Let $n\ge1$ be an integer. Prove that there exists an integer $k\ge1$ and a sequence of positive integers $a_1,a_2,a_3......a_k$ such that $a_{i+1}\ge2 + a_i$ for all $i=1,2,3,4......k-1$ and $n=F_{a_1} + F_{a_2} + F_{a_3} + F_{a_4}.........+F_{a_k}$. The numbers $F_0=0, F_1=1, F_2=1, F_3=2 $ etc are all the Fibonacci numbers.
My work: Let $a_1=F_4=3$ and $a_2=F_5=5$ and $a_{i+2}=a_{i+1} + a_i$ for $i\ge1$. I will prove the inequality by induction.
Claim: $a_{i+1}-a_i\ge2$, $\forall i\ge1$
Base case: $i=1$ We have $a_2 - a_1=2\ge2$
Induction hypothesis: Suppose $a_{i+1}-a_i\ge2$ is true for some $i=k, k\lt r, r∈ \mathbb{N}$.
Then we have $a_{k+1}-a_k\ge2$
Now let us consider $i=k-1$.
We get $a_{k} - a_{k-1}= (a_{k} + a_{k-1}) - 2a_{k-1}= a_{k-2}$
I don't know how to proceed at this point. I've tried to manipulate the expression that I get after plugging in $k-1$ in a few different ways but non of them seem to pan out
Note that the $a_i$ are the indices of the Fibonacci numbers in the statement of the theorem you have, not the Fibonacci numbers themselves. Also, for example, we have $5=3+2$ as a Fibonacci decomposition which does not satisfy the restriction on indices, though $5=5$ obviously does, so you need some control over the indices, and this is obtained by using the Fibonacci relation.
For the inductive step, try this as an alternative.

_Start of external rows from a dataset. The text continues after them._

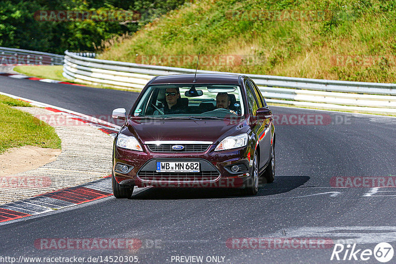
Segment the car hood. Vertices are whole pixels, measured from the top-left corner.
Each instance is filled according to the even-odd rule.
[[[246,132],[247,122],[239,120],[129,120],[127,128],[133,135],[146,141],[157,140],[194,140],[219,143],[228,135]],[[125,133],[125,132],[122,132]]]

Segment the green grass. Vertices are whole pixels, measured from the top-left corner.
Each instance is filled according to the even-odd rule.
[[[230,15],[247,9],[327,11],[324,19],[316,21],[239,20]],[[98,58],[139,63],[142,55],[245,55],[258,59],[239,64],[202,64],[198,68],[394,83],[395,15],[396,3],[387,0],[193,1],[132,37],[103,44]],[[165,60],[157,65],[195,69],[196,63]]]
[[[0,154],[8,148],[25,145],[61,148],[60,139],[53,128],[11,106],[30,105],[0,95]]]
[[[62,73],[63,72],[63,66],[62,65],[23,65],[16,66],[14,68],[13,70],[20,74],[25,74],[29,76],[55,80],[73,84],[84,85],[94,88],[102,88],[104,89],[113,89],[115,90],[131,91],[140,91],[141,90],[139,89],[133,89],[131,90],[107,86],[97,86],[78,82],[73,82],[73,81],[64,78],[63,76],[62,75]]]
[[[29,76],[69,82],[62,75],[63,68],[62,65],[24,65],[16,66],[14,70]]]

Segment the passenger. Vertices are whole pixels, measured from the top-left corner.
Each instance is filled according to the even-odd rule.
[[[161,108],[161,111],[164,114],[178,114],[182,110],[180,101],[180,92],[179,88],[167,88],[165,91],[165,106]],[[153,115],[160,115],[159,111],[156,110]]]
[[[228,93],[226,92],[219,92],[216,96],[216,108],[217,109],[223,108],[227,109],[235,115],[237,113],[235,111],[230,110],[229,108],[231,101]]]

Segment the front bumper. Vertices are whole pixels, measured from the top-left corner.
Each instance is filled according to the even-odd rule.
[[[204,152],[154,152],[143,145],[143,152],[114,146],[113,173],[122,185],[139,187],[202,187],[242,188],[250,178],[250,157],[253,150],[248,146],[222,151],[214,151],[211,145]],[[199,173],[157,173],[156,161],[198,161]],[[231,167],[238,165],[241,169],[233,173]],[[123,165],[128,170],[123,173]]]

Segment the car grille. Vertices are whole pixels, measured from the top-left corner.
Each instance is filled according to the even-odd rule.
[[[138,174],[141,179],[148,181],[192,182],[209,182],[216,180],[220,175],[215,171],[199,173],[157,173],[155,171],[142,171]]]
[[[184,147],[181,150],[175,150],[172,148],[176,144],[148,144],[147,146],[150,151],[153,152],[203,152],[206,151],[209,146],[209,144],[181,144]]]

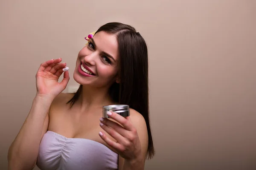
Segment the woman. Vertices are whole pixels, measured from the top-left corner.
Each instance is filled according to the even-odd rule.
[[[41,64],[32,108],[9,150],[9,169],[143,170],[154,156],[143,38],[119,23],[89,37],[76,60],[76,93],[61,93],[69,76],[61,58]],[[130,116],[102,118],[102,106],[113,104],[129,105]]]

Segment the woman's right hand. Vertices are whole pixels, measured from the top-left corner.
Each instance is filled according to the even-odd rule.
[[[52,99],[65,89],[70,79],[68,71],[64,71],[65,63],[60,63],[61,58],[52,59],[40,65],[36,75],[37,95],[46,96]],[[61,82],[58,80],[64,72],[64,77]]]

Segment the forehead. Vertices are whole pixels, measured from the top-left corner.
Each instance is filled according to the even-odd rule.
[[[115,59],[118,57],[118,43],[116,36],[102,31],[97,33],[93,37],[97,50],[111,55]]]

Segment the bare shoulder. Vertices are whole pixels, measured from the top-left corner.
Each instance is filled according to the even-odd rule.
[[[143,116],[135,110],[130,109],[130,117],[131,122],[134,126],[146,125],[146,122]]]
[[[142,152],[145,157],[148,147],[148,136],[145,119],[140,113],[134,109],[130,110],[131,123],[136,129],[141,144]]]

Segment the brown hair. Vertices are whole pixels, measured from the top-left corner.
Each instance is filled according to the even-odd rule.
[[[96,31],[104,31],[116,34],[119,52],[119,84],[114,82],[109,92],[112,99],[120,104],[125,104],[143,116],[147,125],[148,145],[147,157],[154,155],[149,123],[148,49],[146,43],[133,27],[119,23],[110,23],[100,27]],[[78,99],[82,85],[67,102],[70,107]]]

Suppose the theorem is true for positive integers $\le n$.
Let $F_r$ be the greatest Fibonacci number $\le n+1$. If $n+1=F_r$ we are done. Otherwise $n+1=F_r+m$ and $m$ has a decomposition of the form we require.
Let $m=F_s+F_t+\dots$ where $F_t\gt F_s\gt \dots$ is the decomposition we can take from the inductive hypothesis. We may have $m=F_t$ if $m$ is a Fibonacci number, but where it is not we have $t\ge s+2$ and the condition on indices is satisfied for any remaining components of $m$.
Then $n+1=F_r+F_s+F_t+\dots$
You might want to see whether you can proceed yourself from here - you will get some control over the indices using the Fibonacci relation $F_m=F_{m-1}+F_{m-2}$ so if two indices are consecutive, you can potentially change that.
I've left a little for you to fill in.